Comment by tomp
For me as well… with constant human supervision. But if you try to build a business service, you need autonomy and exact rule following. We’re not there yet.
For me as well… with constant human supervision. But if you try to build a business service, you need autonomy and exact rule following. We’re not there yet.
In my company, LLMs replaced something we used to use humans for. Turned out LLMs are better than humans at following rules.
If you need a way to perform complicated tasks with autonomy and exact rule following, your problem simply won't be solved right now.
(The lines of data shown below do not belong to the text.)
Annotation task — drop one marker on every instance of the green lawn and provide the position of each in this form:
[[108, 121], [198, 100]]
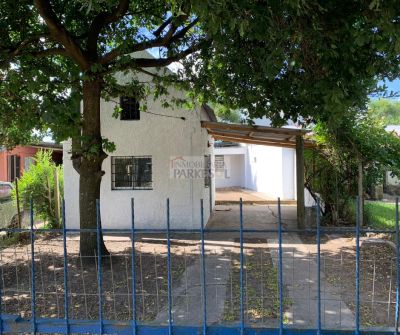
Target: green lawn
[[380, 215]]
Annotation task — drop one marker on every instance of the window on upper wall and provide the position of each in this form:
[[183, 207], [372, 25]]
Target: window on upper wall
[[131, 173], [130, 108]]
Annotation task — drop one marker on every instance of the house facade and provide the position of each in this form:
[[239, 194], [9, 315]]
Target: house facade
[[266, 169], [160, 153], [14, 162]]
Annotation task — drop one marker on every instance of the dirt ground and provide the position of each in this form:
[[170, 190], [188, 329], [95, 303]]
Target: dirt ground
[[377, 276], [151, 274], [260, 289]]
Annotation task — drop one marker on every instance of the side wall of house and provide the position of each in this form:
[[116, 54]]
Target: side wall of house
[[161, 134]]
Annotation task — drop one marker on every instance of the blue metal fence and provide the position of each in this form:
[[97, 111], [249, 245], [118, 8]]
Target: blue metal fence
[[16, 324]]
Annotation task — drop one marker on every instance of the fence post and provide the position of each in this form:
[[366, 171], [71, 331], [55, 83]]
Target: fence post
[[280, 268], [57, 197], [66, 302], [33, 269], [241, 270], [18, 203], [397, 268], [203, 266], [133, 261], [318, 267], [357, 330], [99, 266], [169, 272]]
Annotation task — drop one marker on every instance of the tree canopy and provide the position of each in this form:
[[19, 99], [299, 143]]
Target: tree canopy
[[386, 110]]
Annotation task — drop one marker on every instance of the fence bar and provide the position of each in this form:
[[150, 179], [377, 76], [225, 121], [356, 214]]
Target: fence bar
[[203, 266], [169, 271], [133, 264], [280, 273], [241, 270], [327, 230], [319, 268], [396, 329], [33, 269], [357, 330], [66, 302], [99, 269]]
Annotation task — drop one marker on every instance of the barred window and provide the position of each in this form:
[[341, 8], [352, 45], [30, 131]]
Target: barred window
[[130, 108], [131, 173]]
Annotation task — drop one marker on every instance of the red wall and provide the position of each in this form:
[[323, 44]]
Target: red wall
[[20, 151]]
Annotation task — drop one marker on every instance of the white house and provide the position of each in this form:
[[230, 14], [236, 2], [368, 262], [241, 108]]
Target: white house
[[266, 169], [159, 154], [270, 170]]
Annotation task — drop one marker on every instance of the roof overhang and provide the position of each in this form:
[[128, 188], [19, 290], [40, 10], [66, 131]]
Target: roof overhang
[[261, 135]]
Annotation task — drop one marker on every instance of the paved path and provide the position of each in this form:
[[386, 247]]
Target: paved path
[[187, 307]]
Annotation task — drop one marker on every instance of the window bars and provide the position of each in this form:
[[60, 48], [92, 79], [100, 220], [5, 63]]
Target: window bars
[[66, 325], [131, 173]]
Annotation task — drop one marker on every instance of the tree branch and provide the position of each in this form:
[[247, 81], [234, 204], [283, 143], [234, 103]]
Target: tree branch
[[100, 21], [60, 34], [160, 41]]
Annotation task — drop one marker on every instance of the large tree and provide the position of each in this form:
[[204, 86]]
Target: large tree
[[282, 59], [56, 53]]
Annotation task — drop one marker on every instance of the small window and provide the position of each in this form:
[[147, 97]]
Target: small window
[[131, 173], [28, 161], [130, 108]]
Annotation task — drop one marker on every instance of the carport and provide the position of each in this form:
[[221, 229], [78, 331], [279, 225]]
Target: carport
[[269, 136]]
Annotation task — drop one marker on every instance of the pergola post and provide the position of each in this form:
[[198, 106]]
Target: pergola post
[[300, 181]]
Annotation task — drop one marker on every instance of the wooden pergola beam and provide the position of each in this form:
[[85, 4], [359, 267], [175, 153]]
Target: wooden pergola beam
[[253, 141], [259, 129]]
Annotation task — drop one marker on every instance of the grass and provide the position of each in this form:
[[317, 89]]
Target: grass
[[380, 215]]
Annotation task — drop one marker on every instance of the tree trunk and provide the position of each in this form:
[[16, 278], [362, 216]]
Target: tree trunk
[[90, 168]]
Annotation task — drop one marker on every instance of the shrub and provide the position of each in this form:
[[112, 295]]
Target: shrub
[[38, 184]]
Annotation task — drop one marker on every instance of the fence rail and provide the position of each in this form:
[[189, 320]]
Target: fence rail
[[100, 323]]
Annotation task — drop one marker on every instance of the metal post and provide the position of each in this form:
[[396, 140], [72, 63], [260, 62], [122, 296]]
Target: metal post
[[280, 272], [169, 272], [203, 266], [99, 270], [357, 331], [134, 316], [66, 302], [319, 267], [33, 270], [241, 270], [397, 268]]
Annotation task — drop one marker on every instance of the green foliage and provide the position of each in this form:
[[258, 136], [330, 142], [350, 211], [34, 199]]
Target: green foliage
[[380, 215], [38, 184], [388, 111], [309, 60], [332, 169], [228, 115]]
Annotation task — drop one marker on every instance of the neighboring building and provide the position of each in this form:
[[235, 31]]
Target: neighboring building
[[14, 162], [153, 149]]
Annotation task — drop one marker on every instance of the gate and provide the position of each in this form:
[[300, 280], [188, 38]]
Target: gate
[[102, 324]]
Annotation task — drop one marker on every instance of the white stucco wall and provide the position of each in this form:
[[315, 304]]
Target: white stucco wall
[[161, 138], [270, 170]]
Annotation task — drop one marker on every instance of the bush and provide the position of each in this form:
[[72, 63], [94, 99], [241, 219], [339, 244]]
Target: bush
[[38, 184]]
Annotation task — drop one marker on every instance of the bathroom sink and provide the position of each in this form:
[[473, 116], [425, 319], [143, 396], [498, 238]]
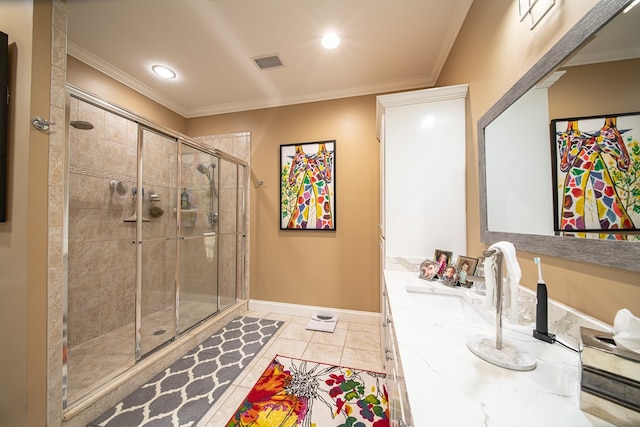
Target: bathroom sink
[[447, 305]]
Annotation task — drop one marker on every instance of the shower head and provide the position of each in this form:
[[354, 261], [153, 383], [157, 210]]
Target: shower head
[[81, 124], [203, 169]]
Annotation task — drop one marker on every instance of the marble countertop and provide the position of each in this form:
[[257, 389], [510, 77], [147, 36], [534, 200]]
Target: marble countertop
[[448, 385]]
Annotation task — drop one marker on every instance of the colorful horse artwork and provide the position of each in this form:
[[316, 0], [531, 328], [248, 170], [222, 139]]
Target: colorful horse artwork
[[589, 198], [310, 182]]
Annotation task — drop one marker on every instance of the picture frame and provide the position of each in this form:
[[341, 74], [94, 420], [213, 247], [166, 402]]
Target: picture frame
[[307, 186], [428, 270], [438, 257], [450, 275], [596, 176], [466, 266]]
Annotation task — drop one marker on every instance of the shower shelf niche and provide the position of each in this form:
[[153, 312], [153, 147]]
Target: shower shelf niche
[[189, 217]]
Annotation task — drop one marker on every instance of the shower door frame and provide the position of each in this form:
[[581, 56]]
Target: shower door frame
[[143, 123]]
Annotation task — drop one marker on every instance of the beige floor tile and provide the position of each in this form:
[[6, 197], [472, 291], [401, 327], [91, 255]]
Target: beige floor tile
[[361, 359], [257, 314], [253, 373], [336, 338], [286, 347], [364, 340], [277, 316], [342, 325], [296, 331], [329, 354], [361, 327]]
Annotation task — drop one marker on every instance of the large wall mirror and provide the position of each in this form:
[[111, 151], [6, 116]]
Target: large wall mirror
[[594, 70]]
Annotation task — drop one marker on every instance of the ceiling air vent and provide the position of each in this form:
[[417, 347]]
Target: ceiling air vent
[[268, 61]]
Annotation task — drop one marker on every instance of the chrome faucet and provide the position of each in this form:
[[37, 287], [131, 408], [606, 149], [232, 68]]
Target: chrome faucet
[[498, 293]]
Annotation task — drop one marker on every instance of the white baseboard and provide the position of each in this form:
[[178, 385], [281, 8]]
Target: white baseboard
[[366, 317]]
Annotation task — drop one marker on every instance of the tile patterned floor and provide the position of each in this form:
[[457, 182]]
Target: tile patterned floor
[[351, 344]]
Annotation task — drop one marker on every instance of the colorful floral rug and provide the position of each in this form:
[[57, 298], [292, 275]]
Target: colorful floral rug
[[294, 392]]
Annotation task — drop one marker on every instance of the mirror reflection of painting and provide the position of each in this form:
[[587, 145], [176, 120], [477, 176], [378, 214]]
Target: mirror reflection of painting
[[307, 187], [443, 258], [597, 186], [428, 270]]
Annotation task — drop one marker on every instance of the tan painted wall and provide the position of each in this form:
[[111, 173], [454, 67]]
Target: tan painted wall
[[491, 53], [104, 87], [23, 237], [597, 89], [333, 269]]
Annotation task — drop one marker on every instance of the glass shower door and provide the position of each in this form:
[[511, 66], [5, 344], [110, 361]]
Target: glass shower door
[[156, 202], [198, 242], [230, 232]]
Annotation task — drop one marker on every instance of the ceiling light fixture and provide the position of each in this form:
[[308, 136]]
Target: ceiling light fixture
[[164, 72], [330, 41]]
Autonomy and rule following are at odds. Humans have the same problem. The solutions we use for ourselves work amazingly for LLMs (because they're trained on human data).
Examples: Give an LLM an effective identity (prompt engineering), a value system (Constitutional AI), make it think about these things before it acts (CoT + system prompt), have a more capable [more expensive / higher inference] agent review the LLMs work from time to time (multi-agent), have a more capable agent iterate on prompts to improve results in a test environment (EvoAgents), etc.
We can't simply provide an off the shelf LLM with a paragraph or two and expect it to reliably fulfill an arbitrary task without supervision any more than we can expect the same from a random nihilist going through an identity crisis. They both need identity, values, time to think, social support, etc. before they can be reliable workers.